Court Opinion

ID: 9760051
Source: CourtListenerOpinion
Date Created: 2023-08-29 00:39:32.004329+00
Date Added: 2024-06-11T07:29:07.970389
License: Public Domain

CLINTON, Judge,
concurring.
Patently, the majority is incorrect in stating that:
“mandamus is appropriate if a judge acts beyond his statutory authority. White v. Reiter, 640 S.W.2d 586 (1982). * * * " 1
There is no statutory basis for a trial judge to act in many particulars generally accepted, such as granting immunity, for example; yet, I doubt any member of the Court would question the inherent power — the jurisdiction of a trial court — to do so. Being both incorrect2 and unnecessary to the reasoning of the Court, this statement should be eliminated from the opinion.
As to the ultimate relief issued in this case, I agree that once the trial court ordered the indictment dismissed, the court simultaneously lost jurisdiction of the cause and this Court cannot breathe life back into it anymore than the trial court could by “reinstating” the expired cause.
As to the “with prejudice” part of the dismissal, I would hold the State has another remedy adequate to test its validity: The State could simply refile the cases against the defendants and litigate the appropriateness of that action at that time.
Just today in Cause No. 69,294, styled Turner v.
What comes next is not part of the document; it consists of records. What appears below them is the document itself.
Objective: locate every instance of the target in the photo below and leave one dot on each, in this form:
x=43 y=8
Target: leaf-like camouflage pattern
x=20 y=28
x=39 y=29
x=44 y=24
McDonald, we hand down an opinion which rejects an argument advanced by the Respondent and observe that the fact that justiciable issues may be raised in the proceeding we order, is no reason to prevent that proceeding. (Slip op. at 7, n. 9.)
If this Court intends to get into the mandamus/prohibition business full time — (and all recent indications are that it is) — we should proceed with extraordinary caution, assuring that settled principles of extraordinary remedy law are faithfully applied and that our own opinions do not conflict, either internally or one with another.
I concur with the denial of the writ of mandamus as to reinstatement of the causes. I further concur that the State is free to refile the cases; I, however, do not agree that the State’s seeking, or this Court’s granting, a writ of mandamus to that end, is necessary. Most of all I regret the damage done to legal principles in the majority’s doing to such an end.

. All emphasis is added by the writer of this opinion unless otherwise indicated.

. As the author of White v. Reiter, supra, I can categorically deny that it can under any interpretation be read to support this statement for which the majority cites it.